REPUBLIKA.CO.ID, PALU -- Pasigala Centre meminta Badan Perencanaan Pembangunan Nasional (BAPPENAS) mempertimbangkan dan meninjau kembali rencana Japan Internasional Cooperation Agency (JICA) membangun tanggul sepanjang 7 kilometer di Teluk Palu, Sulawesi Tengah (Sulteng). Pembangunan tersebut menyusul bencana gempa dan tsunami mengahantam wilayah itu pada 28 September 2018.
Tanggul di Teluk Palu tersebut rencananya dibangun setinggi tiga meter. Andika, Sekretaris Jenderal Pasigala Centre mengatakan tanggul akan dibangun sepanjang tujuh kilometer untuk mencegah tsunami di Teluk Palu.
"Selain terlalu mahal, alasan potensi gagal teknis juga besar sekali," ucap Andika, Senin (18/2).
Data hasil penelitian mandiri yang dilakukan Akademisi Untad, menunjukkan, kondisi tanah di Teluk Palu sangat labil, mudah bergerak dan longsor. Di wilayah itu terdapat sekitar 40 hektare lokasi dampak downlift dan uplift di Teluk Palu pada kejadian gempa 28 September 2018.
"Jika tanggul dipaksakan, kami khawatir justru ini akan berbahaya dan potensi gagal tekhnisnya sangat besar, seperti kejadian tumbangnya jembatan 4. Dan tentu, itu akan jadi malapetaka bagi penduduk Kota Palu karena teluk akan jadi seperti kolam renang raksasa," sebut Andika.
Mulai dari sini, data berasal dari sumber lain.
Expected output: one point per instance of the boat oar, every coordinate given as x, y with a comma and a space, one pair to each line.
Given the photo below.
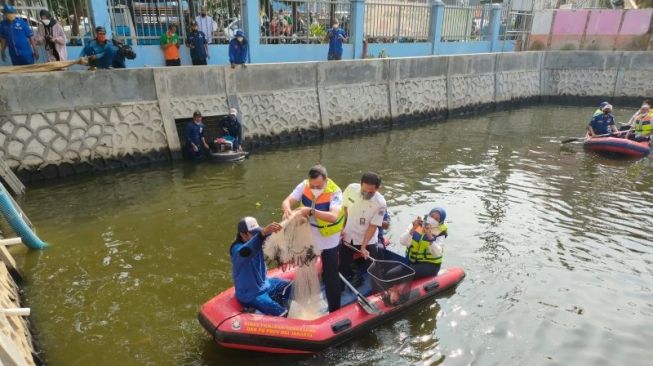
584, 137
362, 300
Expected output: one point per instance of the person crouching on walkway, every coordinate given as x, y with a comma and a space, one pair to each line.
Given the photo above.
249, 272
Dia berharap, Bappenas bisa mencari alternatif lain dalam konteks mitigasi tsunami dengan mengambil unsur-unsur dan potensi lokal yang lebih murah, minim risiko. "Banyak potensi dan unsur lokal yang jauh lebih murah untuk mitigasi tsunami seperti hutan mangrove. Kasus Kabonga besar di Donggala yang mampu menahan tsunami adalah best practice," ujar Andika.
Agar penggunaan dana hutang yang amat besar justru akan menjadi pemicu malapetaka di masa depan. Sehingga ia berharap, rencana JICA itu dipertimbangkan dan ditinjau ulang oleh Bappenas.
Pasigala Centre adalah Koalisi Masyarakat Sipil, Warga Korban, dan Akademisi untuk Pasca Bencana Palu, Sigi, Donggala, dan Parigi Moutong.